Boot into safe mode and use Windows Explorer to delete:
C:\Documents and Settings\CATHER~1\Application Data\WAYBYT~1\Cool plan.exe <--- deleting the whole WAYBYT~1 folder would be best
C:\Documents and Settings\All Users\Application Data\support32objhtm\show rule.exe <--- deleting the whole support32objhtm folder would be best
C:\Documents and Settings\Dean\Application Data\USEREL~1\idlewait.exe <--- deleting the whole USEREL~1 folder would be best
c:\program files\newdotnet <--- the whole folder

If you get an error when deleting a file. Right click on the file and check to see if the read only attribute is checked. If it is, uncheck it and try again. Other wise open Task Manager and kill the process if running then delete the file.

Now run Ccleaner (installed while running the READ ME FIRST). Now if running Win XP goto c:\windows\Prefetch and delete all files in this folder.

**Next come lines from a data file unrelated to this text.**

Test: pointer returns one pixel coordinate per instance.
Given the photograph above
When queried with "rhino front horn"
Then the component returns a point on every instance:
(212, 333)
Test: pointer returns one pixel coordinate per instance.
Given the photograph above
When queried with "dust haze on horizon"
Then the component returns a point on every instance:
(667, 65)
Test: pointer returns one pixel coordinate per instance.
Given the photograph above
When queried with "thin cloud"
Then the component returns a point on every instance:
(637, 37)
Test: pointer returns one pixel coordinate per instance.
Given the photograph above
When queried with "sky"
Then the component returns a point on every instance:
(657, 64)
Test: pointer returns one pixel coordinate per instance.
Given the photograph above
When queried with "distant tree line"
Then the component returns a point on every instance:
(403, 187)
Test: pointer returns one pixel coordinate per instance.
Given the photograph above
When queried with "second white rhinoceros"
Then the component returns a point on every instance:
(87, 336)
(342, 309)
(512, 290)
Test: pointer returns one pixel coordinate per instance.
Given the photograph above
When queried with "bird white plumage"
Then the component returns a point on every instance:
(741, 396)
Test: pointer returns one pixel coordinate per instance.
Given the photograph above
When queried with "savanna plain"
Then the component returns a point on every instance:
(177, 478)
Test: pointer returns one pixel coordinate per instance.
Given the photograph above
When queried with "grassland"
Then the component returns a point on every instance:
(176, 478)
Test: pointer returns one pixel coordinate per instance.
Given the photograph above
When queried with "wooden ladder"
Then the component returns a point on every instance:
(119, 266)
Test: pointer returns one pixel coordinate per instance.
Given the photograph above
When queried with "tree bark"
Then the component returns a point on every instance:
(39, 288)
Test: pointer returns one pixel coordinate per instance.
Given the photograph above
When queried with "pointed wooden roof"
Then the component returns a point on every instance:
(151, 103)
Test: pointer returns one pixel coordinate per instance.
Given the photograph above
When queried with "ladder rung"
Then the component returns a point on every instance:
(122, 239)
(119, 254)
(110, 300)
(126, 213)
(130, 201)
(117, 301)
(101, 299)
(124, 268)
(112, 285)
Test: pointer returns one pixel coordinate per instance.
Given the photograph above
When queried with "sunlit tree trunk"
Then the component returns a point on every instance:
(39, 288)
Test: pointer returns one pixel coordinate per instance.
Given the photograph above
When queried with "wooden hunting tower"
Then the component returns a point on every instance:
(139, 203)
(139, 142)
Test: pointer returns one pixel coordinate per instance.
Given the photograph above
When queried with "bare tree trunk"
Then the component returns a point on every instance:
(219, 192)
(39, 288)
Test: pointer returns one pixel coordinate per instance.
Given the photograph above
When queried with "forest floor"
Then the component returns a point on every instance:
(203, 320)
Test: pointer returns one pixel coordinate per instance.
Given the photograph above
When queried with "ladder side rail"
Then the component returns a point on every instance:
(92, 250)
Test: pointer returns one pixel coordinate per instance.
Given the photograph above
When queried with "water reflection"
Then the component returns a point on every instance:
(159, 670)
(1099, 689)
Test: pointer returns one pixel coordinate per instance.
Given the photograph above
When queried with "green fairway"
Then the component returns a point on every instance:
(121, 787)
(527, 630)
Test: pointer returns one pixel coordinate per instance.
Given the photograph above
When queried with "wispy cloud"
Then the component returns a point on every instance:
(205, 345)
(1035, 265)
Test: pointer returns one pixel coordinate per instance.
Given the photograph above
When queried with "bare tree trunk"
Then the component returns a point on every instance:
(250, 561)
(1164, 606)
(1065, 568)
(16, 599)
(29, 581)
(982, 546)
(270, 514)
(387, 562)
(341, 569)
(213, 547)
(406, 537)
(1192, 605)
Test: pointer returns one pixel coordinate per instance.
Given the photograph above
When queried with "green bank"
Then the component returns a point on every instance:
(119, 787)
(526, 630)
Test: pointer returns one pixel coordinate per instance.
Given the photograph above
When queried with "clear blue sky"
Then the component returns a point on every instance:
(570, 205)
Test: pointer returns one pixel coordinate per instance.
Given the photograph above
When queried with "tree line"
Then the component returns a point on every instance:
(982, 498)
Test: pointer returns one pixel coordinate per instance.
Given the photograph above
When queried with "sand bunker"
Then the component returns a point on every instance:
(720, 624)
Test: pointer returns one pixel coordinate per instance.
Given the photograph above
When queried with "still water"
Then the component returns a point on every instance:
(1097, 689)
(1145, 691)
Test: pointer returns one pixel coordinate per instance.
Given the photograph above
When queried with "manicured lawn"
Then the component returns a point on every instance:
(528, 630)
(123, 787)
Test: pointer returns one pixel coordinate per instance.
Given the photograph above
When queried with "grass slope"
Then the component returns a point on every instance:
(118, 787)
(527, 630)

Now we need to Reset Web Settings:
1) If you have an Internet Explorer icon on your Desktop, goto step 2. If not, skip to step 3.
2) Now right click on your desktop Internet Explorer icon and select Properties. Then click the Programs tab and then click "Reset Web Settings". Now go back to the General tab and set your home page address to something useful like www.majorgeeks.com. Click Apply. Click Delete Cookies, Click Delete Files and select Delete all Offline content too, Click OK. When it finishes Click OK. Then skip step 3.
3) If you do not have an Internet Explorer icon on your Desktop, click Start, Control Panel (for some systems it may be Start, Settings, Control Panel), Internet Options, Programs tab and then click "Reset Web Settings". Now go back to the General tab and set your home page address to something useful like www.majorgeeks.com. Click Apply. Click Delete Cookies, Click Delete Files and select Delete all Offline content too, Click OK. When it finishes Click OK.

Now reboot in normal mode and post a new HJT log. And tell us how things are working.

 

You're welcome.

I still don't like the idea of the below being in your log:
O20 - AppInit_DLLs: MsgPlusLoader.dll

As I asked before, are you using Messenger Plus. It must be an older version. This program could have been responsible for some of your problems. It is know to put LOP infections of PCs.

 

Okay! Let me know what happens. It may take some manual removal steps.